Hospitalisé à Oran depuis 2005, suite à une agression, le jeune étudiant malien Sékou Seydou Coulibaly a été transféré la semaine dernière à l’hôpital militaire d’Alger. Selon nos sources, les autorités algériennes se sont engagées à prendre en charge les frais de soins de l’étudiant.

Agriculture : la Loi d’Orientation Agricole devant les députés

Pour traduire en actes sa volonté de moderniser l’agriculture malienne, le chef de l’Etat a initié, courant 2005, une loi d’orientation agricole. Ladite loi doit passer à l’Assemblée nationale au cours de la session en cours, indiquent des sources proches de l’hémicycle. …

Un Conseil supérieur pour l’agriculture

Un Conseil supérieur pour l’agriculture verra bientôt le jour. Ses textes seraient déjà finalisés, indique une source proche de la présidence de la République. Ce Conseil aura en charge de s’occuper de tous les sujets ayant trait à la modernisation de l’agriculture malienne.

Diplomatie : instructions présidentielles

A la fin de la Conférence des Ambassadeurs et Consuls du Mali, le chef de l’Etat a reçu en fin de semaine dernière l’ensemble des participants dans la salle des banquets du Palais à Koulouba. En marge de cette grande rencontre, le Président ATT aurait individuellement rencontré certains ambassadeurs. Mais l’on ne dispose d’aucune information sur l’identité de ceux-ci.
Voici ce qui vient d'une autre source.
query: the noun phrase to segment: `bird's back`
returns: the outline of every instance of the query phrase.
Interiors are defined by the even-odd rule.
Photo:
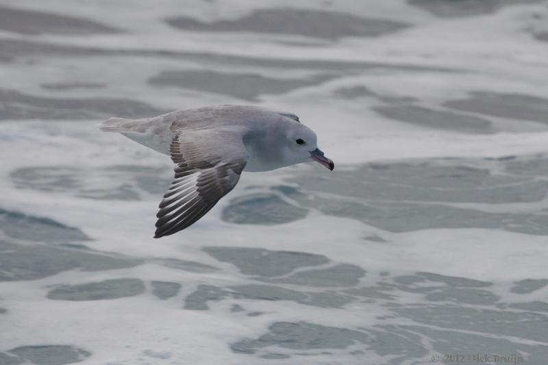
[[[115,131],[162,153],[169,155],[169,145],[185,129],[216,129],[235,125],[248,127],[281,117],[299,121],[293,113],[251,105],[214,105],[176,110],[153,118],[110,118],[99,124],[105,131]]]

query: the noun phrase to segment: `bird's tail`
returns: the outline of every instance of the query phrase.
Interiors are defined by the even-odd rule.
[[[130,129],[124,125],[127,122],[132,121],[131,119],[124,119],[123,118],[110,118],[97,125],[99,129],[103,131],[128,131]]]

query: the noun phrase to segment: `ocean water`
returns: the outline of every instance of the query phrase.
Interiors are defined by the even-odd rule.
[[[546,364],[547,42],[546,1],[0,0],[0,364]],[[171,161],[95,125],[221,103],[335,170],[154,240]]]

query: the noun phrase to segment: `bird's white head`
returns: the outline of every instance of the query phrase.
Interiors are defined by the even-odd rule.
[[[306,125],[299,123],[292,123],[286,129],[285,158],[294,164],[316,161],[329,170],[333,170],[335,164],[326,158],[323,152],[318,148],[318,138],[314,131]]]

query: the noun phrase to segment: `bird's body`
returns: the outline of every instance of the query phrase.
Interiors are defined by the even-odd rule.
[[[111,118],[99,125],[171,156],[175,176],[157,214],[155,237],[184,229],[236,186],[242,171],[310,161],[331,170],[316,134],[294,114],[245,105],[178,110],[154,118]]]

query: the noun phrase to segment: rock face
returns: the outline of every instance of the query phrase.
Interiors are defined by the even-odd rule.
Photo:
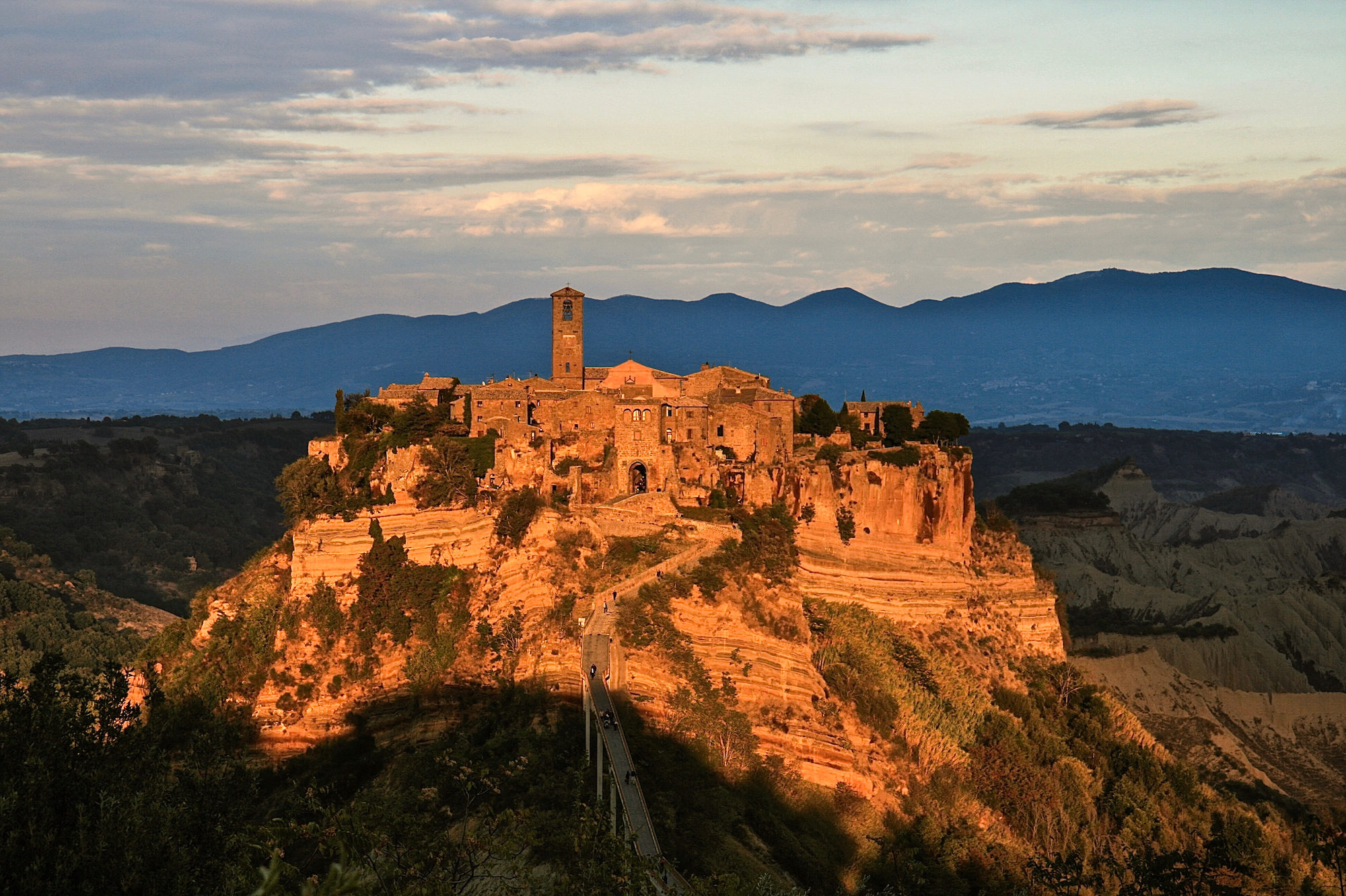
[[[1098,657],[1079,662],[1175,752],[1311,802],[1339,792],[1346,519],[1168,502],[1135,467],[1104,491],[1120,525],[1022,533],[1104,628],[1077,627],[1075,648]]]
[[[806,593],[905,624],[942,624],[993,607],[1027,644],[1063,657],[1055,595],[1034,574],[1028,552],[1012,537],[975,531],[970,457],[922,445],[911,467],[865,455],[844,460],[836,475],[820,464],[800,476],[798,502],[816,511],[798,529]],[[839,534],[839,509],[855,517],[849,544]]]
[[[314,443],[314,451],[339,453],[339,445]],[[693,592],[673,604],[673,624],[711,679],[734,681],[762,752],[782,756],[805,780],[825,787],[845,783],[876,795],[891,787],[895,775],[884,741],[832,698],[814,667],[805,600],[853,601],[918,635],[940,630],[964,644],[989,643],[993,635],[1008,650],[1063,655],[1054,595],[1034,574],[1027,549],[1012,535],[975,526],[970,457],[933,445],[915,451],[917,461],[906,467],[864,452],[845,453],[835,467],[812,460],[759,465],[744,476],[744,494],[760,502],[785,500],[805,517],[812,509],[812,522],[797,529],[800,565],[793,583],[767,587],[748,577],[727,587],[716,603]],[[420,475],[415,451],[393,452],[380,470],[396,503],[349,521],[300,523],[291,533],[292,554],[276,554],[219,588],[197,632],[199,650],[210,643],[218,620],[254,612],[268,600],[280,600],[302,619],[288,632],[276,631],[276,662],[252,704],[262,744],[273,755],[347,731],[351,709],[411,692],[415,638],[405,647],[381,638],[374,644],[377,671],[342,683],[343,670],[362,659],[353,636],[326,643],[304,615],[323,588],[331,588],[346,611],[358,600],[355,580],[374,544],[374,521],[382,538],[405,539],[412,561],[471,572],[472,627],[501,631],[511,615],[521,622],[518,643],[507,651],[493,652],[470,632],[444,670],[446,681],[485,683],[503,677],[572,698],[579,697],[579,618],[599,612],[611,591],[634,593],[660,569],[672,572],[736,535],[730,526],[682,518],[666,495],[647,494],[564,514],[545,510],[518,546],[506,546],[494,533],[495,498],[487,495],[478,509],[419,510],[406,496]],[[856,534],[849,542],[840,537],[839,511],[853,517]],[[654,557],[669,558],[660,568],[608,570],[606,552],[623,538],[658,544],[664,553]],[[614,647],[614,686],[638,712],[664,724],[670,697],[685,682],[670,671],[660,648]],[[969,662],[984,666],[988,682],[1012,675],[1004,657],[979,652]]]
Cependant, le chef de l’Etat, apprend-on, avait des instructions particulières à donner à certains de nos diplomates qu’il a rencontrés.

Prison : le débrayage des surveillants

Les gardiens de prison sont en colère. Et pour cause, ils ont déposé depuis quelque temps une série de doléances sur la table du ministre de la Justice. Des revendications portant sur l’amélioration de leurs conditions de travail. Mais, jusqu’ici, ces revendications n’ont pas trouvé d’écho de la part de l’administration. Face à la situation, les gardiens de prison veulent déclencher une grève pour contraindre le ministère de la Justice à s’exécuter.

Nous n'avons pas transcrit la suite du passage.